Stephanie Ip of the Associated Press wrote that the film initially gained popularity but by 29 July 2013, "praise of the film has given way to criticism, with many viewers berating the four directors for amateur work and bad casting." Adam Withnall wrote in The Belfast Telegraph that "many have criticised the four directors for amateur work and bad casting" and in The Independent that "a wider international audience hasn't been so forgiving of its less-than-professional quirks." The cast of the television program New Day said "We hope [Andrew Cromeek] and the rest of the cast are better at their real jobs."

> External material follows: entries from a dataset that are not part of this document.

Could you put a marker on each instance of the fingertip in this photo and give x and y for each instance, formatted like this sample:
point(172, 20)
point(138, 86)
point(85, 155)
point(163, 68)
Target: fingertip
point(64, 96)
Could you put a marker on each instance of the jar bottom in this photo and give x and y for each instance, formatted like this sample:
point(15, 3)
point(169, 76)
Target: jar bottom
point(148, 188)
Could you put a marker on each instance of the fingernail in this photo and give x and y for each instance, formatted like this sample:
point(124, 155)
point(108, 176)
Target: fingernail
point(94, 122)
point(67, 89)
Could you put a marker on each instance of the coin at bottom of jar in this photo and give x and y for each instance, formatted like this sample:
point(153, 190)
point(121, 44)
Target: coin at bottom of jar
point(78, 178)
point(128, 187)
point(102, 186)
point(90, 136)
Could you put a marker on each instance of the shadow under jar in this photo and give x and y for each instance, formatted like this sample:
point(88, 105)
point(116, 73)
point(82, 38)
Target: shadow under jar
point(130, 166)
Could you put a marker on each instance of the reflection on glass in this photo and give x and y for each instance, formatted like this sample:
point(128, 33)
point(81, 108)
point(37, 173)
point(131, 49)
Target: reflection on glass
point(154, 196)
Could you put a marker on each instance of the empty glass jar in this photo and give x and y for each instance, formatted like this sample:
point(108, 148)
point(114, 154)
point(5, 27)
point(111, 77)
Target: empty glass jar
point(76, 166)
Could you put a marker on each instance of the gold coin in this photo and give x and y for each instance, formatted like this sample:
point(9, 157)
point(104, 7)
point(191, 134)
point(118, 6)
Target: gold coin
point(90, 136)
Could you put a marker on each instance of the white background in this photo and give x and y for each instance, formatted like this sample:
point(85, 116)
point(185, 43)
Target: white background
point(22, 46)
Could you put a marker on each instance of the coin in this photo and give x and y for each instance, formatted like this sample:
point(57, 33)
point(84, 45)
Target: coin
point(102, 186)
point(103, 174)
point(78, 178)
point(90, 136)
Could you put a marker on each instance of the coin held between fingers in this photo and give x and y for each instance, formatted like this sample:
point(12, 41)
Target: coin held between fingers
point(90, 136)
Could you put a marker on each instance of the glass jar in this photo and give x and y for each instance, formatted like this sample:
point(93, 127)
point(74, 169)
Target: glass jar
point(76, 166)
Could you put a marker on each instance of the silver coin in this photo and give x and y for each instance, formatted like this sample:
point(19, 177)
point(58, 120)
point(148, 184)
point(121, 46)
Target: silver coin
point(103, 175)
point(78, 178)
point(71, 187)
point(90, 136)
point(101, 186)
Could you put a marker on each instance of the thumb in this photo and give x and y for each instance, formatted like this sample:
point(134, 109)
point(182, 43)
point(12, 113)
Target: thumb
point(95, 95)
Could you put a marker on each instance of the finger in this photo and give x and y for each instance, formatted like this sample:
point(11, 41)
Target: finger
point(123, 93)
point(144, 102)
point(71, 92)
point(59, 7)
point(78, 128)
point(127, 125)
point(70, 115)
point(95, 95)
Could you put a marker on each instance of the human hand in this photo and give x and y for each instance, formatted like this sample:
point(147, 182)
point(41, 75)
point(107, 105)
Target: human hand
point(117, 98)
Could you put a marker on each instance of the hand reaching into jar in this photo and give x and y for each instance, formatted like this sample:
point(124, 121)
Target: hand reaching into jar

In regards to the criticism, Andrew Cromeek argued that the filmmakers did not expect to gain a large amount of attention on YouTube and that the filmmakers were not professional. Cromeek said "I think the way it was shot was quite cool. We are all amateur actors. We all had one take. It was kind of like, shoot, go, OK, done. So it's fine. It's completely OK if people are like, 'It's the worst acting in the world.' It's totally fine with me." Ip wrote that Verax "is a source of pride for the friends who made it, even as they acknowledge its limitations."